Building an Open Lakehouse: Avoiding Vendor Lock-In with Unity Catalog

Author: Tyler Faulkner

24 June, 2025

In today’s AI-driven landscape, organizations generate vast amounts of structured and unstructured data that can become trapped in proprietary platforms, limiting flexibility and ownership. To address this, enterprises must adopt open standards and interoperable architectures. As of 2025, Databricks and the broader open-source community are leading this shift with solutions like Unity Catalog.

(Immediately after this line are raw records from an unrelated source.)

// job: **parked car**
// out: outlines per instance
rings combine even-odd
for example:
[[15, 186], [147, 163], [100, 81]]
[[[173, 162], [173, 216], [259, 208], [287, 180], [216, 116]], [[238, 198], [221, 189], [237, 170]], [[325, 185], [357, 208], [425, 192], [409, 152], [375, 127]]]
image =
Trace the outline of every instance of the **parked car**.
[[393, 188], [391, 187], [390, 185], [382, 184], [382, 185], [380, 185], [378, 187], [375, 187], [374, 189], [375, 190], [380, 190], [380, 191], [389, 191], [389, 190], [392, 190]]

In this blog, we will explore guiding principles, the “San Fran Paper” scenario, example interoperability architectures, Unity Catalog’s role, and the ongoing challenges of schema translation.

Introduction

As AI and data science innovations exploded over the past two decades, enterprises built sprawling data platforms, only to discover they had traded scalability for vendor lock-in. The cost? Your data lives in a proprietary silo, accessible only through that vendor’s APIs, query engines, and tooling.

In the age of unstructured data and Artificial Intelligence, organizations need an Open Data Lake paradigm: one that keeps your files in open table formats applies unified governance, and lets any compute engine, Spark, Trino, DuckDB, you name it, access the same data seamlessly across platforms. Enter Unity Catalog, the open-by-design layer that helps you orchestrate your lakehouse assets across engines while sidestepping lock-in.

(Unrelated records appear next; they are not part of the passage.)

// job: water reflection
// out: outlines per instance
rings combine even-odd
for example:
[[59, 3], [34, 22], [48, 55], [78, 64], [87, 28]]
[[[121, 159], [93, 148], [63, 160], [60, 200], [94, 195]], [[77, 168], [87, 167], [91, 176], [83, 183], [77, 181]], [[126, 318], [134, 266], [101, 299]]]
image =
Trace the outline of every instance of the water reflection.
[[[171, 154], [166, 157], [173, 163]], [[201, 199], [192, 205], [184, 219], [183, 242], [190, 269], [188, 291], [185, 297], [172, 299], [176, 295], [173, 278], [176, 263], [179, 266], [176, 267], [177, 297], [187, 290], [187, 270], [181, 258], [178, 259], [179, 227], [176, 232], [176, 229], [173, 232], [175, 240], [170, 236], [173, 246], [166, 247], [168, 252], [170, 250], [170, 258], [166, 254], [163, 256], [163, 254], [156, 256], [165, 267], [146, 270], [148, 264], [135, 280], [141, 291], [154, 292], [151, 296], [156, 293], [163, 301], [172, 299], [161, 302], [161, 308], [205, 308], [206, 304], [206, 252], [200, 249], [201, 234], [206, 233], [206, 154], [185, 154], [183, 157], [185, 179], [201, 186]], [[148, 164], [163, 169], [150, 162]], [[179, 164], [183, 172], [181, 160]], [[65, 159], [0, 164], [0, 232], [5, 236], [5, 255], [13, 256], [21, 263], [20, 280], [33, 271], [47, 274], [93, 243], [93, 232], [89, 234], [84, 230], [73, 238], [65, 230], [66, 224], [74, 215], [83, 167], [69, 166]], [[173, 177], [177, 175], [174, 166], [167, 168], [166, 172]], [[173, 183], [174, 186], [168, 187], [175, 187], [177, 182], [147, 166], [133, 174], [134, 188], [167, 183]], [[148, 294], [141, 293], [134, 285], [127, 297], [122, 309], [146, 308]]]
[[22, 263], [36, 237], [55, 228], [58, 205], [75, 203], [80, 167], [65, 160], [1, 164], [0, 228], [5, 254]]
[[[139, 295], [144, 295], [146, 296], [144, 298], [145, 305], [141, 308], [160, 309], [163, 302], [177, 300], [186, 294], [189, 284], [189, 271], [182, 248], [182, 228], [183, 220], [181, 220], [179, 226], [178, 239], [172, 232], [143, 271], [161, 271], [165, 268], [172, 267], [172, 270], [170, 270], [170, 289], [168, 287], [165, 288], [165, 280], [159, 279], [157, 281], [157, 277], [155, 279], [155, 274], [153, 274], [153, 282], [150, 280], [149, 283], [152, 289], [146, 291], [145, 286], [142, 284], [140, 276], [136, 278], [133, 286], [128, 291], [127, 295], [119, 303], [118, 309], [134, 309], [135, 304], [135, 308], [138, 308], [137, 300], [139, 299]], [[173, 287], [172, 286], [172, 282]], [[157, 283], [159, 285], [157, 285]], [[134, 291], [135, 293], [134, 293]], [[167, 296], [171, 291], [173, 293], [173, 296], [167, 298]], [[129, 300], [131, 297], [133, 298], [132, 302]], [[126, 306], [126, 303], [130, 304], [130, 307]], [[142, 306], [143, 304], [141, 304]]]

How Does Unity Catalog Work

At its core, Unity Catalog is your lakehouse’s north star: a centralized metadata plane that knows about every table, file, model, and notebook in your data lake, regardless of format or compute engine. It exposes several open REST APIs so external tools can integrate seamlessly:

Unity Catalog REST API

CRUD operations on catalogs, schemas, tables, views, and user permissions.
Lineage endpoints to graph upstream/downstream dependencies.

Iceberg REST API

Direct read/write of Apache Iceberg tables registered in Unity Catalog, complete with snapshot management.

Delta Sharing REST API

Secure, open-protocol data sharing for Delta and Parquet tables across organizations—no proprietary connector needed.

Model Asset API

This API suite lets any client—whether an on-prem Spark cluster, a Trino federation node, or a Custom Python CLI—discover, query, and govern your assets.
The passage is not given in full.